Wednesday, 29 December 2010

Bidding Theory: The Reverse Made Clear – 1 December 2010

I get asked about “reverses” a lot. Here’s a basic definition: a reverse is a re-bid by opener in a higher ranking suit than that originally opened. 1C - 1S: 2H! In this case the heart suit is higher ranking than the original club suit first opened and is therefore a reverse.

Included in the idea is that a reverse will take you above the repeat level of the first suit bid. So, e.g., in the sequence 1C - 1H - 1S, the 1S bid may be in a higher suit but it’s not a reverse – partner can easily go back to the first suit cheaply by bidding 2C. On the other hand, where the bidding goes, say, 1S - 2H - 3C, the club suit is indeed lower ranking than the first bid spades, but to get back to spades partner will have to bid THREE spades. So this IS a reverse.

The reverse is so named because it is a bidding sequence that is the reverse of that which is expected. Normally you open one of a suit and then bid another, lower ranking suit, as a re-bid. 1H - 1S: 2C. Partner can then “give preference” without raising the level. But after you make a reverse partner will be forced to give preference to your first suit at the three level.

Because of this raise in level you shouldn’t make a reverse unless you have a minimum of 16 high card points. When you make a reverse you show 16+ points and the two suits bid will be at least 5 - 4. And it is FORCING. Responder cannot pass.

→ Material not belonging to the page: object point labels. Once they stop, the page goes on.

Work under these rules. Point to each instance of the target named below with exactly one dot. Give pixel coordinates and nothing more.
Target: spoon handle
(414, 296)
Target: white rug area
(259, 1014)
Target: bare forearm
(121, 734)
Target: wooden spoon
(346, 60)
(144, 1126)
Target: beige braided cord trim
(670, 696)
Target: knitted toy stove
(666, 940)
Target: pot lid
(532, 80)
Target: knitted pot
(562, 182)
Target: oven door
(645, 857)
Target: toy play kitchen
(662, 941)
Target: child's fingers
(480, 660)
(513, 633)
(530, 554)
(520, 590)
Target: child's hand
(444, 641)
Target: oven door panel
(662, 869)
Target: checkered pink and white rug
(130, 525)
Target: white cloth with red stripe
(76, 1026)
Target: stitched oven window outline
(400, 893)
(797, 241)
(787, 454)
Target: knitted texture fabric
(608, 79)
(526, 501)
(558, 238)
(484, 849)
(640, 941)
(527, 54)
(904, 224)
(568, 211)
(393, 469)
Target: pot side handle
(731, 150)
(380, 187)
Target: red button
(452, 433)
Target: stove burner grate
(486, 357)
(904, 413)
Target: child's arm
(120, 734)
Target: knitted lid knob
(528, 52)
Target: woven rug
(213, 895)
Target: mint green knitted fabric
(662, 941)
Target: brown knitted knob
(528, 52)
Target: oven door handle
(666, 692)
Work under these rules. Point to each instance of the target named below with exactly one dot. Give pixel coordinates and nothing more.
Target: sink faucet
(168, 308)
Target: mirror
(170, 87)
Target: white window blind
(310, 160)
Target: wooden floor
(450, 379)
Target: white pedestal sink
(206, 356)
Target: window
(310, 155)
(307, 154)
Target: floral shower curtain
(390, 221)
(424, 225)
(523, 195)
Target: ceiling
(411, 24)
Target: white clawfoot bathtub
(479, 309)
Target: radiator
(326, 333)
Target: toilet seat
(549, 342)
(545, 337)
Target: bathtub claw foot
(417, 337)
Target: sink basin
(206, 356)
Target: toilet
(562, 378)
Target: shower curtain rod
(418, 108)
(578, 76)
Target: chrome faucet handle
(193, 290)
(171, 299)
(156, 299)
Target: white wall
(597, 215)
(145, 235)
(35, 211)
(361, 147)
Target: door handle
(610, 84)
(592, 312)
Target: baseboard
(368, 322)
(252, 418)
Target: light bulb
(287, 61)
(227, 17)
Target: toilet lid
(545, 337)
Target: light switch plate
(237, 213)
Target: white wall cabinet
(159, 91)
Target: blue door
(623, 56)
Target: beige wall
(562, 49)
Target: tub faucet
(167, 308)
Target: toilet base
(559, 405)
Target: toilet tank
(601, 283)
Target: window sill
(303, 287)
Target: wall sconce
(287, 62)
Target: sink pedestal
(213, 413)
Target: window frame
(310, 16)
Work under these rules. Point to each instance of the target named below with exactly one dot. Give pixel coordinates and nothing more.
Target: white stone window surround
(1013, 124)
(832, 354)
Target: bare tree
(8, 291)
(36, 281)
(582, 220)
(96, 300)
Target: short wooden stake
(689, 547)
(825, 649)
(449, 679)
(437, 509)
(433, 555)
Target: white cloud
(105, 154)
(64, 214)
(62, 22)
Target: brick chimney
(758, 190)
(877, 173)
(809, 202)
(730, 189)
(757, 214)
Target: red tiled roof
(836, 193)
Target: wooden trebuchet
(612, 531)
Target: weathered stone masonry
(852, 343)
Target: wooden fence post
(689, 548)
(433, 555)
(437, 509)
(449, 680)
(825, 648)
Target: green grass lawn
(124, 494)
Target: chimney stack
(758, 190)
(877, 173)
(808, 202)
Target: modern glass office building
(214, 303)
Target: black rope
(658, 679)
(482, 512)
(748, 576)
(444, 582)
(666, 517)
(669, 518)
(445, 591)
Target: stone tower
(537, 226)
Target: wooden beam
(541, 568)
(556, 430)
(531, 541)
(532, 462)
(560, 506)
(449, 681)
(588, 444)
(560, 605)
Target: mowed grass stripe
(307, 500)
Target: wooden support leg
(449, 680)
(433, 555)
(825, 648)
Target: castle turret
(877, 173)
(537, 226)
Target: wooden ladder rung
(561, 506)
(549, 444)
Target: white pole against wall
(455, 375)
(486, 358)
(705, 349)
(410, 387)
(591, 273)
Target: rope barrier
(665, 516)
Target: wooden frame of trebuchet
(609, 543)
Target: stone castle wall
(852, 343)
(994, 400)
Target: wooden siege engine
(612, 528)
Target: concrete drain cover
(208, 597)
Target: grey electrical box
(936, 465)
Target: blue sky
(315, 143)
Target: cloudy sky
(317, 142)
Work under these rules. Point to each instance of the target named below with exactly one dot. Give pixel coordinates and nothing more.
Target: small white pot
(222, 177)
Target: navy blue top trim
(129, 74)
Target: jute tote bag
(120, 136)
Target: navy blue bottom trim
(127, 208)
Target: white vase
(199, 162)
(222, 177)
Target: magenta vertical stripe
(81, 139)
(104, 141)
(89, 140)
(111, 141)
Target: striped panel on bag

It follows (doth it not?) that with less than 16 points you cannot make a reverse. So with this hand, after the bids 1C - 1S, all you can do is bid 2C:


You must resist the temptation – go on, fight that temptation! – to re-bid 2H. If you do bid 2H you will be fibbing to partner about how strong your hand is. Partner will assume you have a hand like this:


and bid confidently to a slam that will never make because you didn’t have the hand in reality that you claimed you had during the bidding.

This is why I so frequently ask you to consider your natural re-bid BEFORE you make your opening bid.

Responder can also make a reverse, and as above it shows a better than minimum hand (ie 10+ hcp) Here’s a sequence where responder is reversing and showing a 5 - 4 hand as well:

1D - 1H
2D - 2S!

This is also forcing.

The second bid is always the one that attempts to define more accurately the shape AND the strength of your hand.

Good luck!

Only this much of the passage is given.